This is a creation in Article, where the information may have evolved or changed.
Objective
RLP (Recursive length Prefix, recursive length prefix) is a coding algorithm for encoding arbitrary nested structure binary data, which is the main method of data serialization/deserialization in Ethereum, block, Data structures such as transactions are persisted by RLP encoding and then stored in the database, and the RLP encoding defines only two types of data: a string (such as a byte array), and a list.
Comparison of RLP and JSON
Words don't say much, directly on the code
Package Mainimport ("Encoding/json" "FMT" "RLP") type Pig struct {Name string Gender uint8 Address String}func Main () {pig: = &pig{name: "Piggy", Gender:2, Address: "England"} json_bytes, _: = json. Marshal (pig) fmt. Println (json_bytes) fmt. Println (String (json_bytes)) fmt. Println ("Length:", Len (json_bytes))//output//[123 34 78 97 109 101 34 58 34 112 105 103 103 121 34 44 34 71 101 11 0 101------------------------101 Ender ": 2," Address ":" England "}//length:47 rlp_bytes, _: = RLP. Encodetobytes (pig) fmt. Println (rlp_bytes) fmt. Println ("Length:", Len (rlp_bytes))//output//[207 133 103 103 121 2 135 (103 108)//len GTH:16}
From the above output we can see that the same struct, the JSON encoding requires 47 bytes, while the RLP encoding requires only 16 bytes, {"Name": "Piggy", "Gender": 2, "Address": Name,gender in "England"}, Address is not required. Of course, JSON coding also has its own advantages, here does not expand the description.
Defined
The RLP encoding function accepts an item. Defined as follows:
- Use a string as an item (for example, a byte array)
- A set of item lists (list) as an item
For example, an empty string can be an item, a string "cat" can be an item, a list with multiple strings is also OK, a list of nested lists can also, such as ["Monkey", ["Tony", "Kong"], "horse", [[] , "Pig", [""], "fish"].
The RLP encoding is defined as follows:
type |
First byte range |
encoded Content |
Single byte [0x00, 0x7f] |
[0x00, 0x7f] |
The byte content itself |
0-55-byte long string |
[0x80, 0xb7] |
0x80 plus string length followed by string binary contents |
A string of more than 55 bytes |
[0xb8, 0XBF] |
0xb7 plus length of string length, followed by string binary contents |
0-55-byte long list (the combined length of all items) |
[0xc0, 0xf7] |
0XC0 plus all the entries of the RLP encode concatenated lengths to get the single byte, followed by all the entries of the RLP encoded concatenation. |
The contents of the list exceed 55 bytes |
[0xf8, 0xFF] |
0XC0 plus all the entries of the RLP encode concatenated lengths of length to get the length of a single byte, followed by all the entries of the RLP encoded in concatenated lengths, and then followed by all the items of the RLP encoded concatenation |
Example
- The string "pig" = [0x83, ' P ', ' I ', ' G ']
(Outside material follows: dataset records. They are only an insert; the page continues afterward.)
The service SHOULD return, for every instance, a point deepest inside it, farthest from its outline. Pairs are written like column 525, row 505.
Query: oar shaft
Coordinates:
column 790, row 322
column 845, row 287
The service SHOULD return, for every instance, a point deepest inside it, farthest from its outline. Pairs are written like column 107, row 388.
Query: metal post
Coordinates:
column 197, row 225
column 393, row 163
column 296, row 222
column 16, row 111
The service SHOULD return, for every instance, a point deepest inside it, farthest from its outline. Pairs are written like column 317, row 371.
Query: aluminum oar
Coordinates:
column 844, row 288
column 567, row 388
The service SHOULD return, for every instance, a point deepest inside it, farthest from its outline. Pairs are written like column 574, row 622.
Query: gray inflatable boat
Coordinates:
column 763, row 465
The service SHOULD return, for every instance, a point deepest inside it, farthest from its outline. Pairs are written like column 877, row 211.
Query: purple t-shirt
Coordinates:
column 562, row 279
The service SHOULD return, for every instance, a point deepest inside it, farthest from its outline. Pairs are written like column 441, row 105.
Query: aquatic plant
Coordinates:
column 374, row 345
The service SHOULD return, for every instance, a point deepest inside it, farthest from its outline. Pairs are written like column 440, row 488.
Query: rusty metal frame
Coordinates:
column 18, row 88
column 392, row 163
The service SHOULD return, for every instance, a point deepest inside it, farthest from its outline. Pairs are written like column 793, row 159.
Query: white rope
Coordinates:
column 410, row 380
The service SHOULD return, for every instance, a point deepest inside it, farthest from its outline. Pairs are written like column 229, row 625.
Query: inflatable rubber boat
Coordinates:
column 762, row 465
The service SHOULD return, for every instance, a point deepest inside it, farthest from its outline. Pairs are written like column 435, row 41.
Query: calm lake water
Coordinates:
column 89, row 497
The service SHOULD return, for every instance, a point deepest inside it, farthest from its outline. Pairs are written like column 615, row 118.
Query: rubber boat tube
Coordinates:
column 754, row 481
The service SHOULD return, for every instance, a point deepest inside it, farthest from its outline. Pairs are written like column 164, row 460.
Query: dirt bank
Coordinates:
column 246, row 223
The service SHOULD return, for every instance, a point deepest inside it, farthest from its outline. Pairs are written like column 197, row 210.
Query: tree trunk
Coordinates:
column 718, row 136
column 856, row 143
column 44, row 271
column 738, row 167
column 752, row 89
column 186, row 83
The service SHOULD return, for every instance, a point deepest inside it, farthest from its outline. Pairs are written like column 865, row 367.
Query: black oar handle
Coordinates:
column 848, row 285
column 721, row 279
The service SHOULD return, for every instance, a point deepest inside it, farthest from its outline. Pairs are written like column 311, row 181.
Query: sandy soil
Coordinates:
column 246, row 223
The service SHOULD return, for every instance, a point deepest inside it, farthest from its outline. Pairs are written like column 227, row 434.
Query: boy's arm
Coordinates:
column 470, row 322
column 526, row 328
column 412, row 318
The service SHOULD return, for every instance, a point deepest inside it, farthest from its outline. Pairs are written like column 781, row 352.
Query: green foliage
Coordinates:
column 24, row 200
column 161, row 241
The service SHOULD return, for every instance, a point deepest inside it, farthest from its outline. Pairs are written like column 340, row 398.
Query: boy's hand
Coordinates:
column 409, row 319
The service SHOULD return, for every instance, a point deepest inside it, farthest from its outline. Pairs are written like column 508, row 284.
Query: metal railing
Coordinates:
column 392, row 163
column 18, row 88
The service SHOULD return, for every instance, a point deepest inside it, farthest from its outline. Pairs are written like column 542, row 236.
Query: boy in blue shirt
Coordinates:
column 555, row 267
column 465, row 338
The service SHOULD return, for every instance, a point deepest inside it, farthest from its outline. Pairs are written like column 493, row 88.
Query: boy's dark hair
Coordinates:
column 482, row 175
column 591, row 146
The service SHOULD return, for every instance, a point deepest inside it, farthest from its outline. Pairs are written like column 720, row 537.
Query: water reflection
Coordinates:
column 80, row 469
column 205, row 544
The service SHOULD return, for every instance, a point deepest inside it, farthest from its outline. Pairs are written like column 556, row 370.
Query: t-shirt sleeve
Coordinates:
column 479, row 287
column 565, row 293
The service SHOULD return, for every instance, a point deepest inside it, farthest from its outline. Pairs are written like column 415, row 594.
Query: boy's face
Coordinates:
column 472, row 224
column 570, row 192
- list ["Pig", "dog"] = [0xc8, 0x83, ' P ', ' I ', ' G ', 0x83, ' d ', ' o ', ' G ']
- empty string (' null ') = [0x80]
- Empty list = [0XC0]
- Number (' x0c ') = [0x0c]
- Number 1024x768 (' x04x00 ') = [0x82, 0x04, 0x00]
- nested lists [[], [[]], [[], [[]]]] = [0xc7, 0xc0, 0xc1, 0xc0, 0xc3, 0xc0, 0xc1, 0xc0]
- String "Lorem ipsum dolor sit amet, consectetur adipisicing elit" = [0xb8, 0x38, ' l ', ' o ', ' r ', ' E ', ' m ', ', ..., ' e ', ' l ', ' I ', ' t ']
RLP Analysis
Above we can see RLP coding design idea, is to quickly judge a string of encoding by the first byte of the type, take full advantage of a byte of storage space, the 0x7f after the value of the new meaning, RLP the greatest advantage is the full use of bytes in the case, while supporting the list structure, In other words, it is easy to use RLP to store a tree-like structure.
The program is also very easy to handle RLP encoding, according to the first byte can determine the type of encoding, while calling different methods for decoding, similar to JSON encoding, support nested structure, recursive call can be the entire RLP quickly restored to a tree, or translated into a JSON structure, Easy for other programs to use.
RLP use the first byte to store the length of the number of bits, and then use subsequent bytes to indicate the length of the overall string, according to rule two calculation, RLP can support a single maximum string length of 2 64, which is undoubtedly an astronomical figure, coupled with nested rules, so theoretically RLP can encode any data.